Con una rapidez impensable en una persona de estatura tan elevada, Levrassac dio dos pasos hacia atrás, flexionó ambas piernas y golpeó con las rodillas justo en la zona lumbar de sus captores; estos aullaron de dolor y aflojaron levemente la presa. Se zafó sin dificultad del encapuchado, apoyó una mano sobre la otra y dirigió su codo derecho hacia el rostro del atónito Girach. Un crujido desagradable acompañó al golpe y el corpachón del mercenario se derrumbó con estrépito sobre una de las mesas.
Antes de que Girach llegase a rozar la superficie de madera, Levrassac ya había desenvainado su espada y la había introducido en el interior de la capucha del otro hombre. Mantenía la punta apoyada en la nariz del individuo, que se llevaba las manos al espinazo sin atreverse a mover un solo músculo. Tras cerciorarse de que no iba a intentar ninguna estupidez, retiro el acero y lo envainó. Con manifiesta desgana, se dirigió de nuevo a la mesa y se sentó frente al tercer hombre, que había permanecido impasible durante la reyerta.
De inmediato se relajó la tensión del ambiente y
La Cabeza del Oso
recuperó su bullicio habitual. La función parecía haber terminado, al menos por el momento.
—Lo repito: no me interesa —susurró Levrassac.
—Veo que no exageraban cuando me hablaron de ti. —Una sonrisa inquietante centelleaba bajo la capucha.
—Me trae sin cuidado, Capitán. Agradece que no te mate, igual que a ese pobre infeliz que has traído como carnaza.
Dicho esto, el asesino atravesó el local con tres grandes zancadas, abrió la puerta y desapareció en la oscuridad cerrándola enérgicamente tras él.
El Honesto Blama emergió de detrás del mostrador, murmurando algo entre dientes mientras se secaba el sudor de la frente con un trapo.
—Creo… que Girach está muerto. —El otro encapuchado por fin se atrevía a moverse; se acercó a donde yacía el mercenario y con una mueca de asco añadió:
—Le ha incrustado la nariz en la frente. Es…es repugnante.
Al reparar en que su jefe no hacía comentarios decidió tomar la iniciativa.
—Os ha reconocido, Señor ¿Doy orden de busca y captura?
—No seas imbécil, Teniente —respondió el Capitán Estreigerd mientras observaba las siluetas que la espuma creaba en su cerveza—. Por supuesto que me ha reconocido y ya has visto que le importa poco quien soy.
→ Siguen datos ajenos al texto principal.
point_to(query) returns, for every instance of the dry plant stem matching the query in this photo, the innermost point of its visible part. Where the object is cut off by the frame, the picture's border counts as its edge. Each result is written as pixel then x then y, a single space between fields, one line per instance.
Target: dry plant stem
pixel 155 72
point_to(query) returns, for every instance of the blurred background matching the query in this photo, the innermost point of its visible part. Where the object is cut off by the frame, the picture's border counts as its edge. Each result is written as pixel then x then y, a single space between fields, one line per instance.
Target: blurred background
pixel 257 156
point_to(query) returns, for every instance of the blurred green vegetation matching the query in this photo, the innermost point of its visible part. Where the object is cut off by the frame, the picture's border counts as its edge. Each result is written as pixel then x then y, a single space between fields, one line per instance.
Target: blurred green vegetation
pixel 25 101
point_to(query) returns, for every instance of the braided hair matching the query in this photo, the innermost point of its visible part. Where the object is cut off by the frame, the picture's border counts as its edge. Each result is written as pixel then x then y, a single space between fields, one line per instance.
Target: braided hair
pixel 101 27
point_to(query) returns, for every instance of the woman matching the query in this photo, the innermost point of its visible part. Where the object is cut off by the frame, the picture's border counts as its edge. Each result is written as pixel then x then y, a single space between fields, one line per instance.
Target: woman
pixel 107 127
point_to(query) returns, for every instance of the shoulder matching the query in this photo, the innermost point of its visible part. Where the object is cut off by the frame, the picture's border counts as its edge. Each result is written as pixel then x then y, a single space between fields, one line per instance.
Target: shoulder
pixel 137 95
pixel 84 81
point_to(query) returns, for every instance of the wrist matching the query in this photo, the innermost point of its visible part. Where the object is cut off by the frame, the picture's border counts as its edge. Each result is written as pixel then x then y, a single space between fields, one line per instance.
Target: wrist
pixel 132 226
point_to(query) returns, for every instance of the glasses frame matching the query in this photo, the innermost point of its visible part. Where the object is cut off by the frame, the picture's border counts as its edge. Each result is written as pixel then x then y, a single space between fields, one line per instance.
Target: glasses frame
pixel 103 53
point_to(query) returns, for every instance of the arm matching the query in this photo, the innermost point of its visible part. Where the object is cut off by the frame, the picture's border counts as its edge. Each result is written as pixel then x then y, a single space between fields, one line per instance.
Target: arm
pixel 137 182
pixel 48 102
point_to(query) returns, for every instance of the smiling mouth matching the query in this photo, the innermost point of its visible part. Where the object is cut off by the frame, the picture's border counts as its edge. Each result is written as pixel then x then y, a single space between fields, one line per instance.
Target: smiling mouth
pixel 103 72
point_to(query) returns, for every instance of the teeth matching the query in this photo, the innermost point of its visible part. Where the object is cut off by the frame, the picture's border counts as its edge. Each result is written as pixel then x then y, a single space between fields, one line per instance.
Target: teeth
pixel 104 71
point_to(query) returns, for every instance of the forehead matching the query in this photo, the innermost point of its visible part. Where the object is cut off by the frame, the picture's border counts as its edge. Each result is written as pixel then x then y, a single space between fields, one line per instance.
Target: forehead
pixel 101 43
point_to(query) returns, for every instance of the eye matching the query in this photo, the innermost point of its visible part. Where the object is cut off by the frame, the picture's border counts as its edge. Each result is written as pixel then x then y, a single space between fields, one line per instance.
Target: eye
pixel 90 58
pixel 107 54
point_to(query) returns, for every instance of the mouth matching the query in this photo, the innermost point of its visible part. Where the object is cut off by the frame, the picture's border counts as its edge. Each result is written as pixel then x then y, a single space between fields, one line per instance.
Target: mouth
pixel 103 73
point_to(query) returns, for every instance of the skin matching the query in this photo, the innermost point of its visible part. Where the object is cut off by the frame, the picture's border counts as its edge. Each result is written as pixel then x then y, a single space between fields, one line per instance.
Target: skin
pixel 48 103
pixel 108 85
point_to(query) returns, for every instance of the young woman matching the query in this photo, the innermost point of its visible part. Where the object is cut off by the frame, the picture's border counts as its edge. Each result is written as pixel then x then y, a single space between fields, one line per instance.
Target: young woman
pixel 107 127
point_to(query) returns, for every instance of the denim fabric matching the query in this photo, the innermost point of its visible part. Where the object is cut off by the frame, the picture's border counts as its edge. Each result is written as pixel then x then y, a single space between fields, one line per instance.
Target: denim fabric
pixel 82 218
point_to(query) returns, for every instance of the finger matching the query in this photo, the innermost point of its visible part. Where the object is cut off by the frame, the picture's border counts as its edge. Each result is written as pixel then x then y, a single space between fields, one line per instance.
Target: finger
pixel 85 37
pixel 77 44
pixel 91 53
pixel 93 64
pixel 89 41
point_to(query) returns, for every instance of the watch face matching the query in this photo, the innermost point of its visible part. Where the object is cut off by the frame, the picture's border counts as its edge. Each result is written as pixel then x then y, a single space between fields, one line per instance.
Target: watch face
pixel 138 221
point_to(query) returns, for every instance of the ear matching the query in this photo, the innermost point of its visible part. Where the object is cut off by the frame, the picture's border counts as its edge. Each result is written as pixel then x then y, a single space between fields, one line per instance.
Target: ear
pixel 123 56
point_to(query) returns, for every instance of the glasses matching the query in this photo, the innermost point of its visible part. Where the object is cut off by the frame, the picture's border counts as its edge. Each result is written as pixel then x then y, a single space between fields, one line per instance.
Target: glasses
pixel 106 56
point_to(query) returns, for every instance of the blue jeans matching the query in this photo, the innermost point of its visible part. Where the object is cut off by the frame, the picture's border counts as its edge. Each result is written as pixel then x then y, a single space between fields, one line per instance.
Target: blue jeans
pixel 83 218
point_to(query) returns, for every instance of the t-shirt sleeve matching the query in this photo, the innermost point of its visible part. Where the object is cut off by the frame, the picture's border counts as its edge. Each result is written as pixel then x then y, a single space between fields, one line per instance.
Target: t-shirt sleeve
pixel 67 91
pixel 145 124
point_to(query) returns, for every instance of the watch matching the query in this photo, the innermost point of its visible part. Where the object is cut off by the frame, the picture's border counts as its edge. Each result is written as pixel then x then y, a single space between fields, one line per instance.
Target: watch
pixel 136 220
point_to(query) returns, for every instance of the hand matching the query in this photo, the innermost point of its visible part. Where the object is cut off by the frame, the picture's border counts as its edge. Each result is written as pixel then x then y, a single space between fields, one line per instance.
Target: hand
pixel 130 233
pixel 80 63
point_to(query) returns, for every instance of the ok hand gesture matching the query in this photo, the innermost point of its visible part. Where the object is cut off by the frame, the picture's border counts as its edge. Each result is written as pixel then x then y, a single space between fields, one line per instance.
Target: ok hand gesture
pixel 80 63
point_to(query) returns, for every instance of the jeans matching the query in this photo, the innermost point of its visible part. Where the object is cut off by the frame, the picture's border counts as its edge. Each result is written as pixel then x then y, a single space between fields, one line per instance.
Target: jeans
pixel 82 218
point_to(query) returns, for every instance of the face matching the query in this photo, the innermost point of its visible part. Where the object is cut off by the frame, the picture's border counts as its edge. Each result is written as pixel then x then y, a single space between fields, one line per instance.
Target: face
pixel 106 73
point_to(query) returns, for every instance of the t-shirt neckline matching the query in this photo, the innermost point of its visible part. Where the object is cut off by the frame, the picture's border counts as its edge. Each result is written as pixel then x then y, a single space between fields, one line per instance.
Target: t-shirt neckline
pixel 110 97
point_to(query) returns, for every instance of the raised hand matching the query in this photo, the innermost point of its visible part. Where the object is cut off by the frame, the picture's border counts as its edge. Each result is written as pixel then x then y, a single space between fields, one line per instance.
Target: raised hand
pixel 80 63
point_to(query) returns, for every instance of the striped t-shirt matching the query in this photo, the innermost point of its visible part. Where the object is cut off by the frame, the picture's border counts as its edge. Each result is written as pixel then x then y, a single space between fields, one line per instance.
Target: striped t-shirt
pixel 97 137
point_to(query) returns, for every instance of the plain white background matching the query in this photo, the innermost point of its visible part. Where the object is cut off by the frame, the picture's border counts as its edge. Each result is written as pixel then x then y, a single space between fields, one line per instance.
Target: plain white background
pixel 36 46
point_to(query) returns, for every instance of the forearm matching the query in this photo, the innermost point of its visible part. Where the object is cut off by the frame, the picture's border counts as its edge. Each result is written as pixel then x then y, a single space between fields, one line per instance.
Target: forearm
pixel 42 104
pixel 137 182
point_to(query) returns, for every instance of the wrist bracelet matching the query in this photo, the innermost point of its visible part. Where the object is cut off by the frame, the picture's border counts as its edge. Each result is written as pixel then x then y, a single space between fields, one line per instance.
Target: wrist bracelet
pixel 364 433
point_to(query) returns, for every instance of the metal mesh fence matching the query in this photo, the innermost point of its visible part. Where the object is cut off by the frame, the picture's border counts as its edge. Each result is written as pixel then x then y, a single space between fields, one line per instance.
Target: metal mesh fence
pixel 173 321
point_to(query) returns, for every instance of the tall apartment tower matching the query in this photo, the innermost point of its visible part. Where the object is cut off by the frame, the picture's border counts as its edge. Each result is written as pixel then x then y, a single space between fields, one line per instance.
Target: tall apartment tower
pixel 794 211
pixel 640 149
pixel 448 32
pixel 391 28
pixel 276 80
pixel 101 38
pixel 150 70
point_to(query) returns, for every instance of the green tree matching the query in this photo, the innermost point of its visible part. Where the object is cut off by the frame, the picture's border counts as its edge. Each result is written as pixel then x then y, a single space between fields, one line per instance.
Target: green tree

Dio un trago a su jarra y se quedó mirando la puerta de la taberna con expresión ausente.
—Además, ese Levrassac lleva en busca y captura desde mucho antes de que tú te alistases en la Guardia. —En su tono podía apreciarse un frío deje de respeto.
El Gran Círculo, Vardanire
Leith bloqueó y fintó a la izquierda para terminar asestando un potente golpe con la espada en el vientre de su rival, que se desplomó entre alaridos de dolor.
—Magnífico chico, magnífico —afirmó el instructor Guresian.